After liberation, Srulec resolved to make Aliya. He arrived in Israel in 1947, where he served in the Haganah for seven years. He made his home in an abandoned single-room apartment in the old, stone port of Jaffa, and drove giant Brockway trucks transporting supplies in defiance of the siege of Jerusalem, in the Negev, and in the Galil.
In 1949 Srulec married and started a family. In 1955, with his young, pregnant wife and 5-year-old son, he immigrated to Perth to join his brother, who had also miraculously survived.
Immediately after arriving in Perth, Srulec’s daughter was born. He found work as a mechanic, but resigned within months, as soon as he had saved enough to put a deposit on an old Bedford truck which he used to start his one-man business collecting bottles, scrap metal, and batteries, and eventually buying wool. His burning ambition now was to give his children the life and particularly the education he had never enjoyed himself.
For 35 years Srulec travelled to Southern Cross and other rural districts buying and selling wool in ever increasing quantities. His wool-buying business was a modest, but solid success.

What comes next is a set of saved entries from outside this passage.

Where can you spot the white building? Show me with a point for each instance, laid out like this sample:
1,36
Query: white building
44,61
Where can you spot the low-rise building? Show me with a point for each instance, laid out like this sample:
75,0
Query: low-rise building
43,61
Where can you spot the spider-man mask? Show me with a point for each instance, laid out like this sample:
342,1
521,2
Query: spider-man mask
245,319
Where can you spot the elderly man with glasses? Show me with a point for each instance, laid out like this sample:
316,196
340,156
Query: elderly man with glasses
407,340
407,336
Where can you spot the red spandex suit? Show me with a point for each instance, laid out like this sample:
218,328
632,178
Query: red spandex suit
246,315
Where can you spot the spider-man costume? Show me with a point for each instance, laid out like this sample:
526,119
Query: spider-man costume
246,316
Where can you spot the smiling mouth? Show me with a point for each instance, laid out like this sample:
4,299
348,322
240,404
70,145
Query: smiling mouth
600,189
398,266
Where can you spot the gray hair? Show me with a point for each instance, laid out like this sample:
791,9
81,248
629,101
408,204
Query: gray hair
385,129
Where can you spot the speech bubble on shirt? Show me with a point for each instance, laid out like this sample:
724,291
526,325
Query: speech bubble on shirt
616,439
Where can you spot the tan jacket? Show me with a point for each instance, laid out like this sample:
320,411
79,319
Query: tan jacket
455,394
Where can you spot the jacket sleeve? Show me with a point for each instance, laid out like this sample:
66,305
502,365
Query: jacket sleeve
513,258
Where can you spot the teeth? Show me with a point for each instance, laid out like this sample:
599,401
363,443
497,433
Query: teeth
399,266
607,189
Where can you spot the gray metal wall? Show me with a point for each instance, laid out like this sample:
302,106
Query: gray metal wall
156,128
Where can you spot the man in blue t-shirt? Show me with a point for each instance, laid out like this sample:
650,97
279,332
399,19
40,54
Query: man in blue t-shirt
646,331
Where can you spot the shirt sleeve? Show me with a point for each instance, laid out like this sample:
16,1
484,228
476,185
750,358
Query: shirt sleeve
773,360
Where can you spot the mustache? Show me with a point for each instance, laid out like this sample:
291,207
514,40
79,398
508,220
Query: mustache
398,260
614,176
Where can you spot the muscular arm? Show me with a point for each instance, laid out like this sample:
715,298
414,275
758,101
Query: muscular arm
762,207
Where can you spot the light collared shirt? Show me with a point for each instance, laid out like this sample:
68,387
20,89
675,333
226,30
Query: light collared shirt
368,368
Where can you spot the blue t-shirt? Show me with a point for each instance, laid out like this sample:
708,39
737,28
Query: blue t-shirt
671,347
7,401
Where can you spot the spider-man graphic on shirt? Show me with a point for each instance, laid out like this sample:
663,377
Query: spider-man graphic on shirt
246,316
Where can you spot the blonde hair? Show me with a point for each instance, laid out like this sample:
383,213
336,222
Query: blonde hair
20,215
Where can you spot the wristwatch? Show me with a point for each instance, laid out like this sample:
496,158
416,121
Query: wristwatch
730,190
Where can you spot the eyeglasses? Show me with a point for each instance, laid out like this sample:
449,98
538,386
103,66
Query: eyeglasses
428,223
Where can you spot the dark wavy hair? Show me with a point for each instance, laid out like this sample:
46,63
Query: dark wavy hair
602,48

It underpinned the material security of his new family, which grew as the children married and had children. He acquired real estate assets including farming and rental properties. For the whole of his life, until his sudden death on 30th September 1999, he carefully guarded these achievements so that he could live independently and provide support, if needed, to his two children and six grandchildren. In retirement, his life was totally dedicated to them.
Srulec’s lifelong motivation, which he pursued with a fierce and relentless determination forged in fire, was to rebuild and strengthen his family and Yiddishkeit, which the Nazis had tried to destroy.
We commemorate the tenth yahrzeit of Srulec (Yisrael be Zvy) on Hoshana Raba (9th October 2009).
May his memory be a blessing, and an inspiration to us all.